Due to various policy implementation for transparency by the government, the real estate sector likely to witness exponential growth in coming years
It was recorded last year that the Real Estate of India suffered a loss but things are to take a change as we step into 2019. However, the real estate sector suffered many losses and the market was down but as compared to previous years the market is likely to pick up the peace ion 2019. The real estate market has been depressed for a few years now. But this financial year things are looking better, with a note of caution.
The GST rate noticed a drop down in the year 2018 which showed eagerness towards buying a property from the buyers from the market and added a positive aspect towards the buyers. The Investment in the real estate sector was likely to increase and ample number of people showed interested in buying the property and on the other hand Land Pooling Policy by the Delhi Development Authority (DDA) has been started to expedite the Housing and Infrastructure development, which will fulfill the dreams of thousands of home buyers in Delhi.

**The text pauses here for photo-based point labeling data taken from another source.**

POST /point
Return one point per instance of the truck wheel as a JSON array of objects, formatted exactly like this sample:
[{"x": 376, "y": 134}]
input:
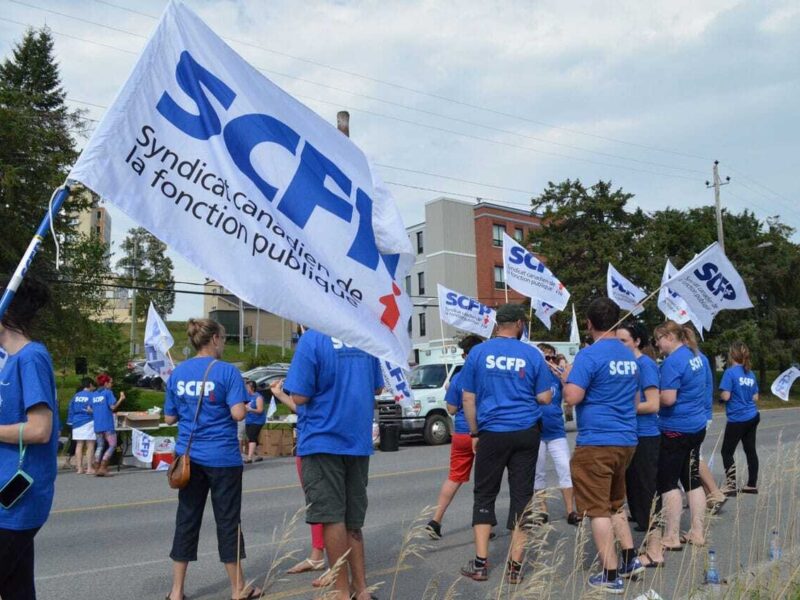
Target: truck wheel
[{"x": 437, "y": 430}]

In this October also, Ministry of Housing and Urban Affairs notified a land pooling policy under the 2021 Master Plan for Delhi, to address the large-scale housing gaps in Delhi. Through this policy, Delhi is set to get 17 lakh new affordable housing units, with a capacity to accommodate 76 lakh people. This policy signals a change in the Delhi Development Authority’s (DDA) model of land acquisition and development to a ‘land pooling model’, where the private sector and land owners are both partners in the development.
Going forward, we will see the velocity of sales and transactions picking up as the fundamental need for real assets for end users as well as sophisticated investors is perpetual. What was needed was regulatory stability, which we now have through RERA, 2019 seems like a Good year to invest in the real estate market. However, it was claimed last year that the real estate was supposed to make a good comeback in 2018 which did not pick up drastically and the market segmentation did not live up to the mark as it was expected to be but comparatively speaking things are likely to turn around in the upcoming year.
However, Builders who are involved in the Prime Minister’s Housing Scheme and Deendayal Awas Yojana predict that things will fall into places in the year 2019. Buyers were also attracted by many schemes and exemptions, which has reassured people once more and Affordable Housing is improving fast. In 2019, all developers have expected that this area will grow and gradually improve.
‘’2018 was a watershed year for reality sector, especially for New Delhi. While RERA is going to be implemented nationally, it’s LPP that can be a game changer. Yes, some modifications were expected in certain provisions with regards to FAR, for instance, but all in all the year gone by has panned out quite well. LPP was all the more important given the fact that the entire sector was riddled with unorganized and illegal settlements, with most of the new projects coming up at adjoining areas like Gurugram and Noida.” said Mr Neh Srivastava, President, Central Secretariat Services Officers Society and Under Secretary in Ministry of Home Affairs.
He further added “It is indeed ironical that out of three basic necessities of life – Roti, Kapda and Makaan it’s the Makaan that has been left out entirely from the realm of proactive public policy. The housing sector is still awaiting infrastructure status and this, in turn, has kept investments away from it. While the home loans and a number of builders have grown exponentially, the regulatory mechanism has failed to keep up. This, in turn, has led to delays, cost overruns and overall customer dissatisfaction. With LPP coming into play, credible societies and associations can also jump into the sector and can provide affordable housing options.”
We are already seeing a lot more institutional capital flowing into the sector, with large global funds looking at deploying long-term, patient capital to the sector. They are usually the first movers, after which consumer funds usually follow.